Broken

Adults. This post is for you so please put down the cup you're rinsing and try to focus. Since you're the president of the world and need to check your cell phone screen often for updates on science, place your mobile device somewhere off limits like the park these days.

Even though the grocery store is bursting with options, one of the main toddler complaints I keep hearing has to do with broken food. Adults, you don't look cute or smart when you hand your child broken anything. You come off as rude and disrespectful. Yesterday my mama handed me 1/3 of a granola bar and several lights went out in my head. I cried on and off for thirty minutes. Today is for healing. It is common knowledge that eating broken food leads to a rapid loss of life-force not to mention it tastes different/awful. The molecules in, say, a heart healthy chocolate chip cookie, are designed to be consumed in round form. When you serve it in a broken half moon the elementary particles hurt your toddler's brain and feelings. Do you want that to happen or do you strive to be a loving person?
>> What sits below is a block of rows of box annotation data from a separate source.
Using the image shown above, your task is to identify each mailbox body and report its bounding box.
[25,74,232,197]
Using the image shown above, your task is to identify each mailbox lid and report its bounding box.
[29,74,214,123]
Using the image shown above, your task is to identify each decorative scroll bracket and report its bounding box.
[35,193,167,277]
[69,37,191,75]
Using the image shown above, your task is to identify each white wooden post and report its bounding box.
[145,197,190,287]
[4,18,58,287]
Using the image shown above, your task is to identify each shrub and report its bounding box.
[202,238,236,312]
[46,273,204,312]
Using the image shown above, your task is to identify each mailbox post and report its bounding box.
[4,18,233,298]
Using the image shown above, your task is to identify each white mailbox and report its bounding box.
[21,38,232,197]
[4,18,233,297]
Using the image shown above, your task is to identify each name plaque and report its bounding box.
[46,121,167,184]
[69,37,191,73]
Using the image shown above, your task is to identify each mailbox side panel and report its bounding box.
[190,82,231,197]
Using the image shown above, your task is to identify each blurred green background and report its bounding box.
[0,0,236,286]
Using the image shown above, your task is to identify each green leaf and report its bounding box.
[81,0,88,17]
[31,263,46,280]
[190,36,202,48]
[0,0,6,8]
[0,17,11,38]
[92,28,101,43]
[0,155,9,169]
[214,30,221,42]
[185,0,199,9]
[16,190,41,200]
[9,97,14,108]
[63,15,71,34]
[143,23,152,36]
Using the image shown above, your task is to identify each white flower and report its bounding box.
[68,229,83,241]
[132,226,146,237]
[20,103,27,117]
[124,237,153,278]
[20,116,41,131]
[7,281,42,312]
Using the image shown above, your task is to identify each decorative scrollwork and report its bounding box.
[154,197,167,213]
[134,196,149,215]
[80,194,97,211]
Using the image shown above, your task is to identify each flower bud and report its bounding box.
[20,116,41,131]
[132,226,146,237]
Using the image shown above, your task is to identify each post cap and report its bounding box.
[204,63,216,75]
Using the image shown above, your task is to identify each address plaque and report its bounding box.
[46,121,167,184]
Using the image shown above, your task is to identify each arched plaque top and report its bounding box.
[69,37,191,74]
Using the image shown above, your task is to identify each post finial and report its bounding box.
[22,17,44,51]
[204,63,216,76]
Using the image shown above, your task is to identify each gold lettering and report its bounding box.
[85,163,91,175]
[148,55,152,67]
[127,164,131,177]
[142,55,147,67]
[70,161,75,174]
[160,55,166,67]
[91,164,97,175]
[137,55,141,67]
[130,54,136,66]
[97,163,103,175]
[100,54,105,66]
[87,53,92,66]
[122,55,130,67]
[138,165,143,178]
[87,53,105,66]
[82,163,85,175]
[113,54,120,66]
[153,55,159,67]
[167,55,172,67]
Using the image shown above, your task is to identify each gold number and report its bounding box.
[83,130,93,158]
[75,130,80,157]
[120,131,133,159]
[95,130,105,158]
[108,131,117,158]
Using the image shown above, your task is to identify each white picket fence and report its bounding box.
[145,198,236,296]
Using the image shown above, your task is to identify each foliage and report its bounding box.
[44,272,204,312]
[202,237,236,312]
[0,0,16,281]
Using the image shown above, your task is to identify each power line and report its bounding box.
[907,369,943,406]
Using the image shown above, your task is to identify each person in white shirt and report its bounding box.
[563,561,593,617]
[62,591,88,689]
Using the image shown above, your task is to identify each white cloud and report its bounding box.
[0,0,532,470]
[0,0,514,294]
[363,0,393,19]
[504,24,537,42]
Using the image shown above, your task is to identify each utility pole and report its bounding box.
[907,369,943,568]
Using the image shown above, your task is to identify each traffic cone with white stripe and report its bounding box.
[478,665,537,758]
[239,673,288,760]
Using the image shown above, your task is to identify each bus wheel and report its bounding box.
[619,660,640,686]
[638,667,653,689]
Maybe it will help to think about why you decided to become a parent. Most likely you were bored and looking for someone to serve. Now that you have the opportunity to make your life mean something, do your best. Wake up with a smile on your face and say this fourteen times, "Broken food is disgusting, when I serve it I look a little ugly."
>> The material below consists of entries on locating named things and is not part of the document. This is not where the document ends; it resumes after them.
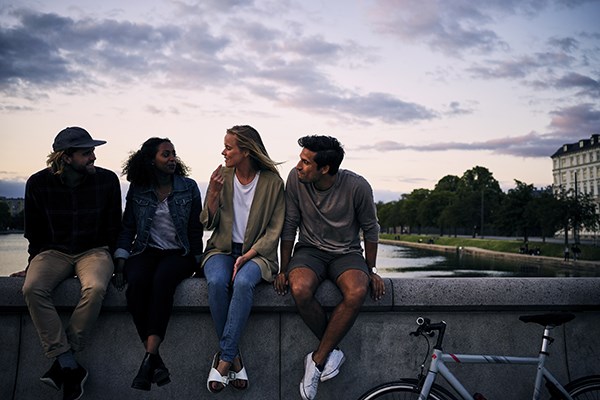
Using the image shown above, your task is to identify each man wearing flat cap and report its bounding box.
[23,127,121,400]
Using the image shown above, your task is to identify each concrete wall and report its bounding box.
[0,277,600,400]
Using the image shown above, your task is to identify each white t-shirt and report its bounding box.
[232,171,260,243]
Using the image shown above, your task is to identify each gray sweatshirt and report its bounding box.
[281,168,379,254]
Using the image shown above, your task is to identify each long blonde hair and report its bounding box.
[227,125,282,175]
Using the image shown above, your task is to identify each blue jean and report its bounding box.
[204,247,262,362]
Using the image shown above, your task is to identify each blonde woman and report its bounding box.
[200,125,285,393]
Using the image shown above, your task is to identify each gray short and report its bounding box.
[287,245,369,283]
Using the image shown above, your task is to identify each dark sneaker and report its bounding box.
[63,364,88,400]
[40,360,63,390]
[152,354,171,386]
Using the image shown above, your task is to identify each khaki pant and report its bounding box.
[23,248,114,358]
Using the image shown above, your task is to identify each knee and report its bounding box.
[81,284,106,301]
[233,275,255,293]
[289,280,314,306]
[22,283,50,302]
[206,274,230,290]
[343,285,369,307]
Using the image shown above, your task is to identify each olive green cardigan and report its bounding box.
[200,168,285,282]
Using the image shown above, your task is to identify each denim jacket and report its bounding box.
[115,175,204,262]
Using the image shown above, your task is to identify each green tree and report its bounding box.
[457,166,504,237]
[400,189,429,234]
[496,179,537,242]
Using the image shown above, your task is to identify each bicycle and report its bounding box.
[359,313,600,400]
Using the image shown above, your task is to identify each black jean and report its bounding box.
[125,248,195,342]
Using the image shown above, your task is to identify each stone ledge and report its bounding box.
[0,277,600,312]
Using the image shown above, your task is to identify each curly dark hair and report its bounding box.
[121,137,189,187]
[298,135,344,175]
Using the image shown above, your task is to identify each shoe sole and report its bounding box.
[153,372,171,386]
[321,357,346,382]
[40,378,61,390]
[73,371,89,400]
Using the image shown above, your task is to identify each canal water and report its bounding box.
[0,232,600,278]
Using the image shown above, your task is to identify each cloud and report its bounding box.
[358,104,600,157]
[0,179,25,199]
[369,0,514,57]
[0,5,437,123]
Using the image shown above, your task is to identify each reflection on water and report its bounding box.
[0,232,600,278]
[377,245,600,278]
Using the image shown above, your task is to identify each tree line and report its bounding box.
[0,166,600,244]
[377,166,600,245]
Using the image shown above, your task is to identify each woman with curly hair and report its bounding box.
[115,138,203,390]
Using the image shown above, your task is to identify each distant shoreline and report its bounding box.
[379,239,600,270]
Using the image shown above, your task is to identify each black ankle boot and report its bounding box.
[152,354,171,386]
[131,353,158,390]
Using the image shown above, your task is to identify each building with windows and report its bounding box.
[551,134,600,241]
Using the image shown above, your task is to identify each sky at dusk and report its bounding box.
[0,0,600,202]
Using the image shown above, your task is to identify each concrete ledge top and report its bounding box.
[0,277,600,312]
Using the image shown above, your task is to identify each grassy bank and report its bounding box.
[380,233,600,261]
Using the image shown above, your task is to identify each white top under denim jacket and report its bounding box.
[114,175,204,263]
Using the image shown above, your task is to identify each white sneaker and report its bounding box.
[321,349,346,382]
[300,352,321,400]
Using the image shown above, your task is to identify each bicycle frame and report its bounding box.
[419,326,572,400]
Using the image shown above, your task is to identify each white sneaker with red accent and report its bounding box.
[300,352,321,400]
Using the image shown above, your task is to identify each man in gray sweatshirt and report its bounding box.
[275,135,385,400]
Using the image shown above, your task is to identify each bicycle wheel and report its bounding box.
[359,379,457,400]
[565,375,600,400]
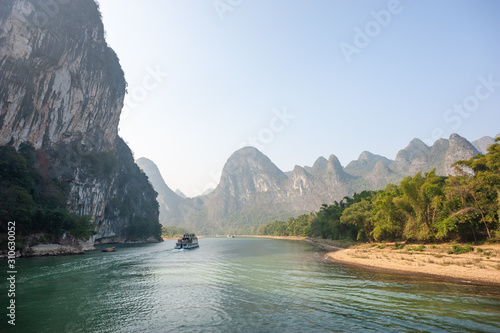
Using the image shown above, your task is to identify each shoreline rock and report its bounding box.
[21,244,85,258]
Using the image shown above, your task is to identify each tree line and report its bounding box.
[256,138,500,242]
Those of you who operate cracker factories have the responsibility to innovate until proper packaging is developed that can preserve the integrity of each individual cracker. Half the product in those boxes has to be thrown out due to chipped edges and premature crumbification. Especially Ritz which are apparently made with air vapor and therefore cannot be enjoyed in a ziploc bag for long before converting into stovetop stuffing mix.

I find it very curious that bottles of wine are always stored impeccably. When it comes to beverages you adults seem to know just what to do.
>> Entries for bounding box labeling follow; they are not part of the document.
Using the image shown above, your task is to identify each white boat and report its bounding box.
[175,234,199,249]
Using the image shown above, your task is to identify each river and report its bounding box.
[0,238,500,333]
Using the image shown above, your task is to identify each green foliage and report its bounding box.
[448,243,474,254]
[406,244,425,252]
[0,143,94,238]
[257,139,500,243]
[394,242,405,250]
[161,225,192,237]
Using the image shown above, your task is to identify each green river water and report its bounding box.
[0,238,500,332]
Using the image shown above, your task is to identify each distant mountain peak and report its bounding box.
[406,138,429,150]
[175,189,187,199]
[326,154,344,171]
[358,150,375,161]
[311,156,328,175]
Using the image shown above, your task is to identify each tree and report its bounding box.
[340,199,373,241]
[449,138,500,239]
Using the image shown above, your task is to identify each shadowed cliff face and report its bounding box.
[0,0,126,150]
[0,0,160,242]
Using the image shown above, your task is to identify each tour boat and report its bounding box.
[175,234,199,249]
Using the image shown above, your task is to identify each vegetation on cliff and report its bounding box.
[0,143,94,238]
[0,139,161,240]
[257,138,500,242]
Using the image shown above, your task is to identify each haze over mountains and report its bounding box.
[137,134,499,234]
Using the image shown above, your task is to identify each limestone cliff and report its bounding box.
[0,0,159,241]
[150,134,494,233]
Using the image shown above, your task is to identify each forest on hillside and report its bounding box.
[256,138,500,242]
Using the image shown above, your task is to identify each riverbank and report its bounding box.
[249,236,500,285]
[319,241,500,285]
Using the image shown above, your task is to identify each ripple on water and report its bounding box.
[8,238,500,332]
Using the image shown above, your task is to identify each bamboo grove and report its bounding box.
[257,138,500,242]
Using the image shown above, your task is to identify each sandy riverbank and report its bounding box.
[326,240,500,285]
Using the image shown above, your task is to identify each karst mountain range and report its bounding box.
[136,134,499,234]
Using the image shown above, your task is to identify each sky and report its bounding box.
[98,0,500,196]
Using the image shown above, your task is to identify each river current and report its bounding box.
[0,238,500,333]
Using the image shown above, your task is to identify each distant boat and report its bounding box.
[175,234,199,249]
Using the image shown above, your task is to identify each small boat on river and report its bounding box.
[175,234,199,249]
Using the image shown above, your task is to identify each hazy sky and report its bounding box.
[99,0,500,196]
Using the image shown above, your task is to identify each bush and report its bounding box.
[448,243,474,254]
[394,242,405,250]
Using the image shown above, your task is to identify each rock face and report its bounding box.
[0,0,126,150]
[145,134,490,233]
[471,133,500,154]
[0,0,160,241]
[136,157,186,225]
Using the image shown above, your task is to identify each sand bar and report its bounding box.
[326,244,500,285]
Crackers aren't the only foods that are prone to breakage. Pieces of fruit, bread, even rice can be too broken for consumption. Trying to manually put a crust corner back on a piece of toast or conceal brokenness in other poorly thought out ways is embarrassing for both parties.

Broken rice is called couscous in some circles and will devastate your family. Please go ahead and serve it if you don't care about anyone but yourself. That's fine.

You might be asking yourself, "What do I do with all of this broken food?" First, blame yourself. After that you have two simple choices. Either eat it in private or throw it away. Just because your toddler may or may not have eaten trash in the past doesn't mean he or she is an actual trash can.

The next time your toddler expresses a bit of upset over being handed something broken, stifle your laughter, calm your tantrum and be professional. Customer service isn't for everyone but maintain a teachable spirit and you should be fine.